6. Dominansi maternal
Hipotesa dominansi maternal berasal dari hasil pengamatan bahwa wanita yang lebih dominan dari wanita lainnya cenderung mendapat anak laki – laki. Baik pada binatang maupun manusia, dominansi adalah ciri karakteristik atau kepribadian yang dipengaruhi oleh hormon testosteron dan responsif terhadap perubahan lingkungan seperti fisik, sosial dan psikologis.

7. Inseminasi buatan
Sperma ditampung dalam gelas, kemudian disaring dengan media khusus yang kekentalannya berbeda untuk memisahkan sperma dengan semen. Sperma X akan lebih cepat mencapai bawah karena BM nya besar dan sperma Y akan lebih cepat bergerak keatas. Sperma yang telah dipisahkan diambil dan kemudian dilakukan inseminasi saat ovulasi. Penyebab rendahnya tingkat kehamilan pada wanita usia lanjut yang menjalani inseminasi buatan adalah karena peningkatan insidens kejadian abnormalitas kromosom pada embrio. Kebanyakan embrio dengan kromosom abnormal tidak tumbuh samapi cukup bulan. Dengan skrining genetik preimplantasi, tingkat kelahiran hidup pada wanita ini juga meningkat.

a. Ericsson ( Dr. Ronald Ericsson )
Methode Dr. Ronald Ericsson terbukti paling berhasil dalam merencanakan jenis kelamin anak. Sperma disaring dengan larutan protein ( albumin ) untuk memisahkan sperma pembawa kromosom X dan Y. Pemisahan ini juga bisa dilakukan dengan centrifuge, berdasarkan perbedaan ukuran sperma. Sperma yang berat ( X ) dibawah dan yang lebih ringan (Y) diatas.

b. MicroSort
Microsort pertama kali diuji klinis pada tahun 1993 dan dipakai luas untuk pasangan pada tahun 1996. Dasarnya adalah bahwa sperma X lebih berat daripada sperma Y. Sampel sperma ditandai dengan materi berflouresensi terikat kromosom. Karena kromosom X lebih besar, maka menyerap lebih banyak zat warna sehingga tampak lebih terang bila dilihat di bawah iluminasi laser. Sebuah elektroda dengan kutub positif dipasang pada kromosom X yang lebih terang dan yang negatif dipasang pada kromosom Y yang kurang terang. Sperma yang telah dipisahkan ke masing – masing penampung yang berbeda lalu dipilih untuk fertilisasi ovum.

c. Metode Spin
Metode ini berdasar berat sperma kromosom X. Semen disentrifus. Kromosom X yang lebih berat akan mengendap pada dasar tabung. Kromosom Y diperoleh di bagian tengah tabung. Tingkat kesuksesan mencapai 80%.

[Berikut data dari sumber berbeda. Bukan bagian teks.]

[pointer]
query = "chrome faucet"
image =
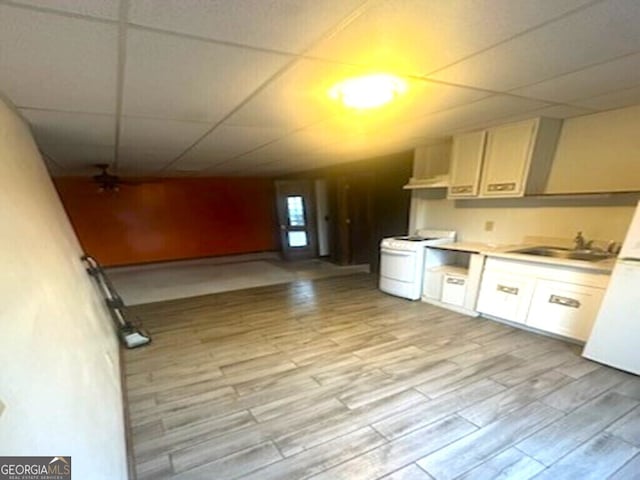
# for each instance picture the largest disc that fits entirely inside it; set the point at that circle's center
(580, 243)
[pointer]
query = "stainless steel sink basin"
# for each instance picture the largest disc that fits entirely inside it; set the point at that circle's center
(555, 252)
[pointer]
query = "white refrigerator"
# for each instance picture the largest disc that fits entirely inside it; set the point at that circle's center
(615, 337)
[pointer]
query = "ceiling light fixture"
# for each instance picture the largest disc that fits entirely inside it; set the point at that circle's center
(369, 91)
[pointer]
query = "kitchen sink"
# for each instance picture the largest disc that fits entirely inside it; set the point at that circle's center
(566, 253)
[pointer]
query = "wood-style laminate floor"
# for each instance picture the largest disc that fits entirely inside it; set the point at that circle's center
(332, 379)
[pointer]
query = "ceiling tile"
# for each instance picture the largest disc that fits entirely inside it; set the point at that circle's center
(107, 9)
(160, 134)
(483, 113)
(226, 142)
(56, 62)
(618, 99)
(183, 79)
(596, 34)
(53, 127)
(82, 157)
(297, 98)
(285, 25)
(419, 36)
(562, 111)
(590, 82)
(149, 157)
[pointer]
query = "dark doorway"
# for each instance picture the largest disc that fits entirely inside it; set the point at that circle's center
(354, 222)
(296, 217)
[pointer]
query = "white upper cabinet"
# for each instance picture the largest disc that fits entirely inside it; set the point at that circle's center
(507, 161)
(466, 163)
(431, 166)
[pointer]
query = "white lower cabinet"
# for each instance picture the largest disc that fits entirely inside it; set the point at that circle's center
(565, 309)
(505, 295)
(556, 299)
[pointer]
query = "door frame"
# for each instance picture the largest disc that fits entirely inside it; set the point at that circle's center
(305, 189)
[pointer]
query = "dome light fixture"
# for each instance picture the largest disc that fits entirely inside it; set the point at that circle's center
(369, 91)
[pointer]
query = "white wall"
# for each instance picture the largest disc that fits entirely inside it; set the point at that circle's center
(595, 153)
(516, 219)
(59, 366)
(599, 152)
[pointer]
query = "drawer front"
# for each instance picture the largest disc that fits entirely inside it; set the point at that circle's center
(505, 296)
(565, 309)
(453, 289)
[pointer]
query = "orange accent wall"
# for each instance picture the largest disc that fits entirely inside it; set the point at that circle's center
(169, 219)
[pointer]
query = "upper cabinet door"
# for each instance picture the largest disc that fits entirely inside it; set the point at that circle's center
(507, 159)
(466, 164)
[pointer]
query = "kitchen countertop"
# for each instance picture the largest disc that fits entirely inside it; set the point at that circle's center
(507, 252)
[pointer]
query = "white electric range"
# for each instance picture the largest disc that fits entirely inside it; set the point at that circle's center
(402, 261)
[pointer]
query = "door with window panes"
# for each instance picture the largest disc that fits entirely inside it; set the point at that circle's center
(296, 216)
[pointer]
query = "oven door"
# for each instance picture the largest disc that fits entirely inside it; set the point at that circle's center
(400, 273)
(399, 265)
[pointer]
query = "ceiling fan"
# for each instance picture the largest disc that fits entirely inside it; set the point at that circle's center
(107, 182)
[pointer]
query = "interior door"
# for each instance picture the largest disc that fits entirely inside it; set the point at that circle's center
(296, 216)
(354, 215)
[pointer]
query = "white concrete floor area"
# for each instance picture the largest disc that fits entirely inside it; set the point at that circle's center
(181, 279)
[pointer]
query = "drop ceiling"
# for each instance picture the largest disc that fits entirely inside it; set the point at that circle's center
(238, 87)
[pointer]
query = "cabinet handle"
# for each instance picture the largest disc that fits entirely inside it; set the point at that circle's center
(508, 290)
(501, 187)
(462, 189)
(564, 301)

d. PGD (Preimplantation Genetic Diagnosis)
PGD adalah salah satu metode yang menjamin akurasi pemilihan jenis kelamin 100%. Karena embrio dites jenis kelaminnya sebelum diimplantasi ke uterus.Pada skrining genetik preimplantasi, sebuah blastomer diaspirasi kemudian dibuat sejumlah kopian kromosom untuk dinilai. Embrio yang abnormal dihilangkan dan embrio dengan konstitusi genetik normal diimplantasikan.

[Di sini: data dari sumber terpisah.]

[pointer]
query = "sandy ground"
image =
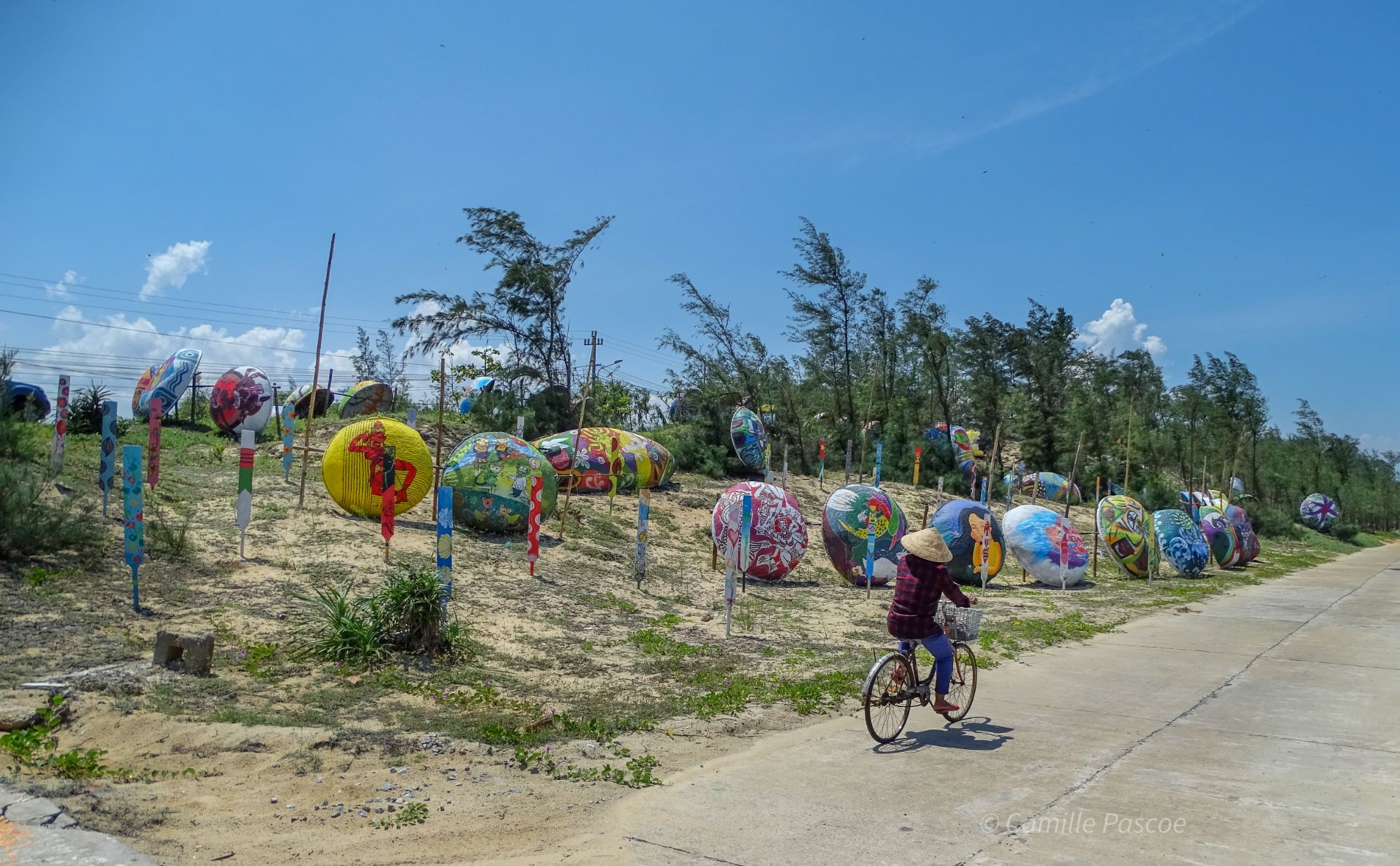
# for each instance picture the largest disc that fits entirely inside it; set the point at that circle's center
(298, 759)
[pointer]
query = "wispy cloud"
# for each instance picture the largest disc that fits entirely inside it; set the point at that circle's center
(171, 267)
(1121, 55)
(1160, 41)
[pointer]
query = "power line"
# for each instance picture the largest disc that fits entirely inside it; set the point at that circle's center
(235, 307)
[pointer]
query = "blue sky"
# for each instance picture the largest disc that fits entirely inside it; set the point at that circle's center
(1226, 168)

e. PGH (Preimplantation Genetic Haplotyping)
Cara kerja PGH sama dengan PGD keculai bahwa teknik tes genetik yang digunakan lebih canggih. Pertama kali diumumkan keberhasilannya pada tahun 2006.


Mungkin itu adalah sekelumit dari perkembangan teknologi kedokteran masa kini. Menurut saya sebenernya yang terpenting bagi orang tua adalah bukanlah memilih jenis kelamin anak, tetapi sebagai calon orang tua, hendaknya yang paling penting mempersiapkan diri kita agar buah hati kita bisa mendapatkan asuhan dan kasih sayang dari kita agar bisa tumbuh dan berkembang dengan baik.